With the summit in sight but still a way away, we considered turning back. Instead we carried on. I had to dig deep just to keep putting one foot in front of the other. Finally we reached the top at 6:30, just as the sun came up. The wind was bitterly cold. After taking a few photos of each other standing beside the iron cross fixed onto the peak, we sheltered in an alcove and put on our crampons. The descent was much easier following the snow, and we both felt better with every meter of height lost. Roughly 10 hours after leaving, we returned to the tent, exhausted but happy.

Sunday, 5 August 2012

Alps 2012 Part 2

Despite a bad forecast it was clear and sunny when we woke up this morning. So we packed light, got our free lift passes, and headed up to the first station of the Hosaas uplift. From here we hiked up a trail to the Weissmiess Hut and pushed on towards the Lagginhorn (4010m), our first target. We had no intention to make an attempt. Instead we scouted the first part of the route and looked for potential bivy spots. We hoped to get all the way to the first glacier, but a thunderstorm rolled in and we descended rapidly from circa 2900m. However, it looked fairly straightforward, so we shouldn't have any problems navigating at night.

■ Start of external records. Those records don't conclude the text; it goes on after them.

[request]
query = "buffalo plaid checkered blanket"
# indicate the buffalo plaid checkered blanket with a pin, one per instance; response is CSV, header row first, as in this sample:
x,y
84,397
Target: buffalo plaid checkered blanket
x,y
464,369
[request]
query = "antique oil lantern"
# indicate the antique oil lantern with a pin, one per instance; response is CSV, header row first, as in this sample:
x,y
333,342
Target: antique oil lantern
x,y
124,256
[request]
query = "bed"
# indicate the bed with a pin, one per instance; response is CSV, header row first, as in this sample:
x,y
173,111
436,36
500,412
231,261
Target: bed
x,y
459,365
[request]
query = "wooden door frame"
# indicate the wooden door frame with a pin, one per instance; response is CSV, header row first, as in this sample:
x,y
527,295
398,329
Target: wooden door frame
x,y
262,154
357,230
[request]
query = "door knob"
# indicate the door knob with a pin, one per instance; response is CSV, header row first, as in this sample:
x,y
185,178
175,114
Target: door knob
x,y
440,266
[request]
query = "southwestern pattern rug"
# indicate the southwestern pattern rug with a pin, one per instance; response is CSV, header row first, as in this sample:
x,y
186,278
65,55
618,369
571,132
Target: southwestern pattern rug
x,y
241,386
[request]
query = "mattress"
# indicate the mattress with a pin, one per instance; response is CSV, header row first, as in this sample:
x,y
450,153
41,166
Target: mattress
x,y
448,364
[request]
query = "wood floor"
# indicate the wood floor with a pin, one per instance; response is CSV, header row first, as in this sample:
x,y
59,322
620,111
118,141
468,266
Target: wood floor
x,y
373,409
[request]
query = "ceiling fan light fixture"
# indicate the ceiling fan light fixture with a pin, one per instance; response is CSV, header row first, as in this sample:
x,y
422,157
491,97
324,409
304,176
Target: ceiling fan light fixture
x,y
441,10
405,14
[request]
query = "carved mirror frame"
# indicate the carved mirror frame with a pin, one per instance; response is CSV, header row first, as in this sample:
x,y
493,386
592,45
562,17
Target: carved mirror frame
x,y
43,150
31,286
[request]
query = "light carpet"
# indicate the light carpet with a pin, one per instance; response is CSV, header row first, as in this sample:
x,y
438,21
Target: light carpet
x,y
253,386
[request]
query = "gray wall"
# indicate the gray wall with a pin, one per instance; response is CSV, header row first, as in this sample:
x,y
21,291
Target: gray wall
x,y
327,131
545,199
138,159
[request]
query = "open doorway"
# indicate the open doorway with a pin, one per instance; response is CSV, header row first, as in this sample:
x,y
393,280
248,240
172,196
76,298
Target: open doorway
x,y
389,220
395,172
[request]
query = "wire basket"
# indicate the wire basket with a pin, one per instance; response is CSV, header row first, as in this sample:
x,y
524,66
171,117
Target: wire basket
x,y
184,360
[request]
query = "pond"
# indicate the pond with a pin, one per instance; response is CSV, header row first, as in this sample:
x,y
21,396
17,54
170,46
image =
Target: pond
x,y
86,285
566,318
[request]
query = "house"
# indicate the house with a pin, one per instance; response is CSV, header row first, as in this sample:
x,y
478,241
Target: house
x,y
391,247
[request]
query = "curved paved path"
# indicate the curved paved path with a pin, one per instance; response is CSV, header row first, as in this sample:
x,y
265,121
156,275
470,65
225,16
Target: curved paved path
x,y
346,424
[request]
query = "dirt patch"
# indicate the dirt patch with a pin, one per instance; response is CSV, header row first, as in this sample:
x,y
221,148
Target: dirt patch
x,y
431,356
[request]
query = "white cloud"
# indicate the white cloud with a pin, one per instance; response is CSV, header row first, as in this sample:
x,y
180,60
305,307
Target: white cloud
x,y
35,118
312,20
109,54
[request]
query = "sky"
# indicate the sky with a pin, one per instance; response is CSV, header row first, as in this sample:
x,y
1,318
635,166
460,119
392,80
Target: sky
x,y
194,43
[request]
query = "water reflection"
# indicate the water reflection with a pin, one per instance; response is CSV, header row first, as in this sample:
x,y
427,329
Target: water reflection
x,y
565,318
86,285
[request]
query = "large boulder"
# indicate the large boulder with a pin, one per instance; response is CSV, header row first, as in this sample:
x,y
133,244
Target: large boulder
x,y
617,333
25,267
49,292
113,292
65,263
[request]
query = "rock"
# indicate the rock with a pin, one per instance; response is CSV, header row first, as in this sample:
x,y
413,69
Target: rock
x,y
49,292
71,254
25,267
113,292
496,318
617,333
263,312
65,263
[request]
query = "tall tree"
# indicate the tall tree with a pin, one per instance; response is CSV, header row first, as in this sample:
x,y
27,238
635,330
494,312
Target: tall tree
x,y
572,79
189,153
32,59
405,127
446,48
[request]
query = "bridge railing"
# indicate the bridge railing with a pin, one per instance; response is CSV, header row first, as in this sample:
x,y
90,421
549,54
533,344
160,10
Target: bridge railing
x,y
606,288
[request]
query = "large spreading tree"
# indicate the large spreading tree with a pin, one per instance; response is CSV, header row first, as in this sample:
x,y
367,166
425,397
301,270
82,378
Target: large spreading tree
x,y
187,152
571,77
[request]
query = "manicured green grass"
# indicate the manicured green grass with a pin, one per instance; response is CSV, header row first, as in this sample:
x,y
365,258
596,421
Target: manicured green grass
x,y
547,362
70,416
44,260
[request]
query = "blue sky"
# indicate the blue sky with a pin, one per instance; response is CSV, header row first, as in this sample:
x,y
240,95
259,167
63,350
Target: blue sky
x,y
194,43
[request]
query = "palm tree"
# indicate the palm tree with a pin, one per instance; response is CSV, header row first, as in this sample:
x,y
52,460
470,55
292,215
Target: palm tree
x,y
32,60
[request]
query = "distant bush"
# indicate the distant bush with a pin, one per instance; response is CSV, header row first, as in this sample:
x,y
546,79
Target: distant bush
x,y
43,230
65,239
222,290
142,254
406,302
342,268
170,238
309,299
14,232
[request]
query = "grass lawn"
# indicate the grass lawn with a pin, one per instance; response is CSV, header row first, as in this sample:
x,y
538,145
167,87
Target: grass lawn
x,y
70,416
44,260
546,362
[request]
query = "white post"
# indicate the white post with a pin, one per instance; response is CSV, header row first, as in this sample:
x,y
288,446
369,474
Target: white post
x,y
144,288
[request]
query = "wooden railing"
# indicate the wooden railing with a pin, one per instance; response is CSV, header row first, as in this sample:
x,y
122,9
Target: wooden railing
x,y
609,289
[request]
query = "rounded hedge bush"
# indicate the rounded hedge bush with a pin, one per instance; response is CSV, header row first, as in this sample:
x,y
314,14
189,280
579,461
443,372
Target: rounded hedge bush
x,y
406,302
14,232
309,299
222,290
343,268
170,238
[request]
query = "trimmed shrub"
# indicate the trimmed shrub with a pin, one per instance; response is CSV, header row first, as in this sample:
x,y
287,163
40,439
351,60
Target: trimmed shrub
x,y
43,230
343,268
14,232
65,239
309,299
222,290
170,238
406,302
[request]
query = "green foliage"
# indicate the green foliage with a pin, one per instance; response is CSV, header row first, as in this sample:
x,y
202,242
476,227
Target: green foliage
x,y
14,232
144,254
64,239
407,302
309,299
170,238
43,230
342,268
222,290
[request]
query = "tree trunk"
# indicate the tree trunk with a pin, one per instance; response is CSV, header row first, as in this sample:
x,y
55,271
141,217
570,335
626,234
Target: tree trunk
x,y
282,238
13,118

Rather than go all the way down we got back on the lift and rode up through the rain and clouds to the top station some 3140m high. It would be valuable acclimatisation. Here the weather cleared again and we pushed up another path to the base of a rotten glacier at c3250m. Neither of us had any problem with the fast altitude gain. We hung around awhile longer before catching the lift back down to the valley. A further night spent sleeping around 3000m will hopefully see us fully acclimatised. Once the weather clears up we will have a go at the Lagginhorn.

Friday, 3 August 2012

Alps 2012 Part 1

Sitting on a ferry with 12 hours of driving across Switzerland to look forward to. Pat and I are heading to Saas Fee to climb in the Valais Alps. We have no specific targets, no definate objectives. It depends on weather, conditions, our own fitness and confidence. After a shitty trip last year it will be good just to get up a few peaks, regardless of how easy or difficult they may be. If everything goes well, we might have a go at the Matterhorn, or the Dufourspitze. Something big anyway. There's plenty to do out there.